Frequently asked questions
What is a project risk register?
A project risk register is a living document that records every identified risk on a project, along with its likelihood, impact, a calculated score, an owner, and a planned response. It gives the team and stakeholders one shared view of the risks and their status. Its value comes from being updated regularly as risks change, close, or emerge, not from being filled in once at kickoff.
What should be included in a risk register?
At a minimum, include a risk ID, a description, a category, likelihood and impact ratings, a risk score, an owner, a response, and a status. Optional columns such as a trigger, a due date, and a contingency plan add depth as your practice matures. Start with the core columns and add optional ones only if you will actually keep them current, because an accurate five-column register beats an abandoned twelve-column one.
How do you create a risk register?
Run a risk identification session to capture each risk as a cause and effect, score each for likelihood and impact, and calculate a risk score to rank them. Choose a response (avoid, mitigate, transfer, or accept) for the top risks and assign each an owner. Then review the register on a set cadence, updating scores, closing resolved risks, and adding new ones, so it stays a live tool rather than a kickoff artifact.
What is the difference between a risk register and a risk management plan?

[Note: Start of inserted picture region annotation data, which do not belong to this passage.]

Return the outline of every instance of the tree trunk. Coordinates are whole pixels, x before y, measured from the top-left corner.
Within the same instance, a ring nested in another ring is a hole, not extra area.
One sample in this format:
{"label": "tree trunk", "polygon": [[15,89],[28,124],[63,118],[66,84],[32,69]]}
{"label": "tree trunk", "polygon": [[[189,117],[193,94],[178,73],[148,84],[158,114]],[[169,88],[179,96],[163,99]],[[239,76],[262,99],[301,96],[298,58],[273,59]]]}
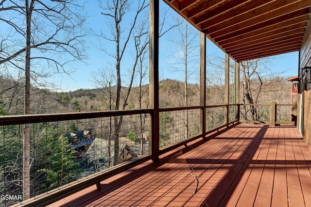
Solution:
{"label": "tree trunk", "polygon": [[[26,55],[25,60],[25,97],[24,114],[30,114],[30,48],[31,15],[34,1],[29,5],[26,0]],[[24,127],[23,146],[23,198],[27,200],[30,198],[30,126],[25,124]]]}

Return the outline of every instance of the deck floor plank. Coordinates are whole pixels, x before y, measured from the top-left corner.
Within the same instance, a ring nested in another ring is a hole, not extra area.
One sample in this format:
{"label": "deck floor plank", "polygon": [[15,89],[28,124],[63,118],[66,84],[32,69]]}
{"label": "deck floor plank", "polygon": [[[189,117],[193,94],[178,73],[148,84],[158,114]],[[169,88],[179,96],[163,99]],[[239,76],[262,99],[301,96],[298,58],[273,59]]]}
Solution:
{"label": "deck floor plank", "polygon": [[[311,206],[311,153],[296,128],[240,124],[215,134],[161,165],[50,207]],[[186,169],[198,177],[195,193]]]}

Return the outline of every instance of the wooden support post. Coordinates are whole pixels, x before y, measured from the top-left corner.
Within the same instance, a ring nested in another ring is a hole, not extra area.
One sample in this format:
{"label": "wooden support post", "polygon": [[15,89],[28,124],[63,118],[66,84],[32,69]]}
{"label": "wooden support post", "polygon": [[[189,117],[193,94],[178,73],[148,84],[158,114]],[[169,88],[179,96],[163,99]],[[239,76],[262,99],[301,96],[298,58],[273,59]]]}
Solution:
{"label": "wooden support post", "polygon": [[[159,160],[159,0],[149,0],[149,107],[153,109],[149,123],[149,141],[154,162]],[[151,137],[151,138],[150,138]]]}
{"label": "wooden support post", "polygon": [[270,126],[276,126],[276,102],[271,101],[271,106],[270,106]]}
{"label": "wooden support post", "polygon": [[[235,63],[235,103],[240,104],[240,62]],[[240,107],[236,107],[235,118],[240,121]]]}
{"label": "wooden support post", "polygon": [[201,132],[204,138],[206,135],[206,30],[200,34],[200,105]]}
{"label": "wooden support post", "polygon": [[225,104],[226,104],[225,112],[225,123],[229,126],[229,54],[225,53]]}
{"label": "wooden support post", "polygon": [[293,102],[291,111],[292,125],[297,126],[297,115],[298,114],[298,105],[297,101],[294,101]]}

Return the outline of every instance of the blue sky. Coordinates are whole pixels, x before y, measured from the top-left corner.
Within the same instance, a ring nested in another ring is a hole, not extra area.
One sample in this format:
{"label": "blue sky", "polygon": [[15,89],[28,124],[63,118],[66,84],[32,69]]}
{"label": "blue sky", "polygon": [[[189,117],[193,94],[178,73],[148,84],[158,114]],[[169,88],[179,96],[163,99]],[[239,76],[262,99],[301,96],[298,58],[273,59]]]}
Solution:
{"label": "blue sky", "polygon": [[[160,7],[163,7],[164,6],[164,3],[161,1],[160,2],[161,2]],[[90,16],[87,21],[87,26],[95,32],[98,33],[101,31],[105,32],[109,32],[110,28],[106,16],[101,15],[103,10],[98,7],[97,1],[92,0],[86,2],[85,6],[86,11]],[[171,15],[171,16],[169,17],[169,18],[171,18],[173,15]],[[130,20],[130,17],[128,18]],[[168,21],[167,23],[168,25],[170,24]],[[168,69],[170,67],[170,63],[172,62],[172,60],[170,59],[170,57],[172,57],[171,45],[169,41],[170,36],[169,34],[166,36],[163,36],[161,38],[160,41],[160,79],[175,79],[182,80],[182,74],[180,72],[173,73]],[[199,38],[199,35],[198,35],[198,40]],[[56,74],[53,78],[49,80],[49,81],[57,82],[57,85],[61,88],[63,91],[74,91],[80,88],[94,88],[95,86],[92,81],[92,74],[96,73],[99,69],[104,68],[108,70],[109,68],[113,67],[111,65],[113,65],[113,59],[109,57],[98,48],[98,38],[96,35],[91,35],[87,37],[86,40],[89,56],[89,59],[86,61],[87,64],[83,63],[78,63],[77,70],[72,73],[70,77],[66,75]],[[107,51],[114,51],[115,47],[111,43],[103,41],[102,43],[104,44],[104,47]],[[216,54],[221,57],[225,57],[225,53],[209,40],[207,40],[207,56]],[[132,52],[133,50],[130,47],[125,57],[124,61],[121,64],[121,67],[123,68],[121,74],[123,77],[127,76],[127,70],[130,68],[128,65],[131,65]],[[280,73],[280,75],[286,77],[296,76],[298,68],[298,52],[295,52],[276,56],[270,60],[271,64],[269,64],[269,67],[273,71],[282,73]],[[195,67],[198,66],[198,64],[195,66]],[[207,70],[212,70],[212,69],[207,67]],[[192,81],[196,82],[195,79],[197,78],[193,76]],[[148,79],[147,82],[148,82]]]}

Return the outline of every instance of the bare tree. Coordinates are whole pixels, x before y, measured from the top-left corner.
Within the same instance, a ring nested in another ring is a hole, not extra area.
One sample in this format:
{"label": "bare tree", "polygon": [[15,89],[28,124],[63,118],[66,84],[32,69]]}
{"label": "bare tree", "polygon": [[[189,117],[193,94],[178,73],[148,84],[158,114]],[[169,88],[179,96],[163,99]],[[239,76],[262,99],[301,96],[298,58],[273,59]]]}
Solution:
{"label": "bare tree", "polygon": [[[189,96],[188,79],[194,73],[194,64],[197,63],[198,39],[196,31],[187,21],[176,16],[174,24],[177,25],[173,30],[173,38],[169,40],[173,45],[173,56],[175,61],[172,65],[173,71],[181,71],[184,74],[184,89],[181,93],[184,98],[184,106],[189,106]],[[189,135],[188,111],[185,110],[185,136],[187,139]]]}
{"label": "bare tree", "polygon": [[[0,35],[0,66],[24,72],[25,114],[31,113],[32,80],[45,85],[43,79],[53,73],[70,73],[74,69],[74,62],[86,57],[82,40],[86,34],[82,30],[82,9],[74,0],[0,2],[0,21],[5,25]],[[29,125],[26,124],[23,153],[24,200],[30,197],[30,142]]]}
{"label": "bare tree", "polygon": [[[117,92],[114,109],[119,110],[121,109],[120,101],[121,96],[121,61],[129,45],[129,42],[137,25],[138,16],[142,11],[147,7],[148,4],[146,3],[145,0],[138,0],[136,1],[135,5],[137,5],[137,7],[132,16],[133,16],[133,19],[129,23],[128,21],[123,23],[126,19],[126,15],[130,12],[131,2],[128,0],[107,0],[104,1],[106,3],[105,5],[103,5],[102,1],[100,2],[100,7],[104,10],[104,12],[103,12],[102,14],[107,16],[110,19],[112,19],[111,22],[112,23],[111,25],[111,31],[110,37],[104,33],[102,33],[101,37],[106,41],[114,42],[116,46],[115,52],[108,53],[105,49],[104,49],[104,51],[108,55],[115,59],[115,67],[116,78],[117,79]],[[122,109],[124,109],[127,105],[127,99],[133,84],[137,61],[138,60],[135,60],[133,66],[132,67],[133,70],[130,75],[130,83],[127,92],[123,96],[124,102],[121,107]],[[115,130],[114,130],[115,157],[114,163],[115,165],[118,164],[119,152],[119,137],[122,121],[122,116],[116,116],[114,118]]]}

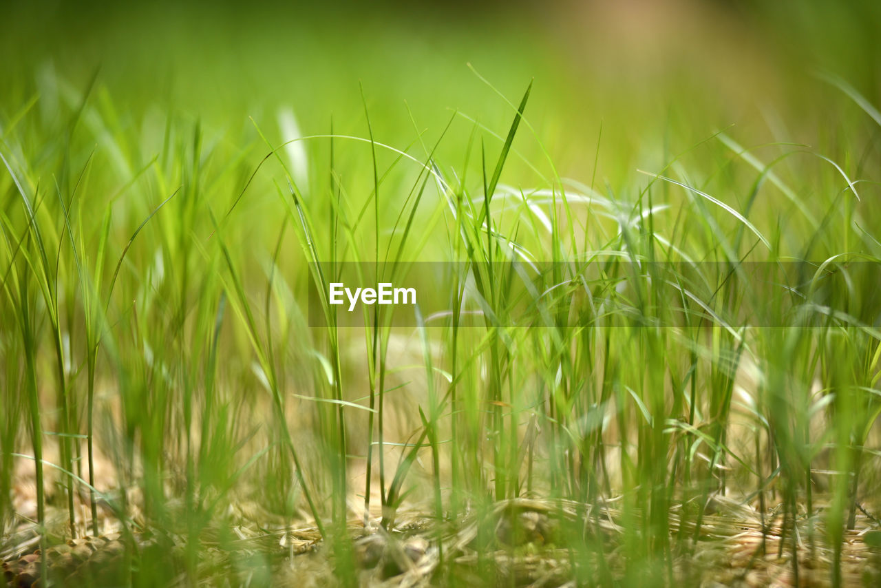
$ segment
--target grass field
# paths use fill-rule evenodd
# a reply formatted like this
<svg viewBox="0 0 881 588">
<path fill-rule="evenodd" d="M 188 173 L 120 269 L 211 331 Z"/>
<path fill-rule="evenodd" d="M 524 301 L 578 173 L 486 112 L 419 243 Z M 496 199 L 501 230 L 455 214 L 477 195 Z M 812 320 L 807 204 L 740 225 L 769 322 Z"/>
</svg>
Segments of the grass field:
<svg viewBox="0 0 881 588">
<path fill-rule="evenodd" d="M 10 585 L 881 583 L 876 3 L 0 22 Z"/>
</svg>

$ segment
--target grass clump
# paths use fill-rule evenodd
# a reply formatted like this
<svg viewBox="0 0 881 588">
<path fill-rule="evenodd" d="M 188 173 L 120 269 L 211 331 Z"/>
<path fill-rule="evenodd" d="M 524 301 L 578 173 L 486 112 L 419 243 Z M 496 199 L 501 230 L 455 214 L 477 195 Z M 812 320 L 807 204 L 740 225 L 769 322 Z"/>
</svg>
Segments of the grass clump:
<svg viewBox="0 0 881 588">
<path fill-rule="evenodd" d="M 877 583 L 864 93 L 815 80 L 859 158 L 671 125 L 579 181 L 540 83 L 306 134 L 101 79 L 0 109 L 11 584 Z"/>
</svg>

The risk register is the record of the actual risks, one row per risk. The risk management plan is the method that governs it: how risks will be identified, the scoring scales used, the review cadence, roles, and thresholds for escalation. The plan sets the rules; the register applies them. You write the plan once and update the register continuously.
What are the main categories in a risk register?
Common categories are schedule, budget or cost, technical, resource, external, and scope or requirements. Categorizing risks helps a review team spot patterns and look in the right places rather than reading a flat list. At portfolio level, categories like concentration and cross-project dependency also appear, because those exposures only become visible when you look across the whole set of projects.
What is the difference between a risk register and an issue log?
A risk register tracks things that might happen, with a likelihood attached. An issue log tracks things that have already happened and now need resolving. A risk moves from the register to the issue log the moment it materializes. Keeping them separate matters: the register is about prevention and early warning, while the issue log is about active problem-solving.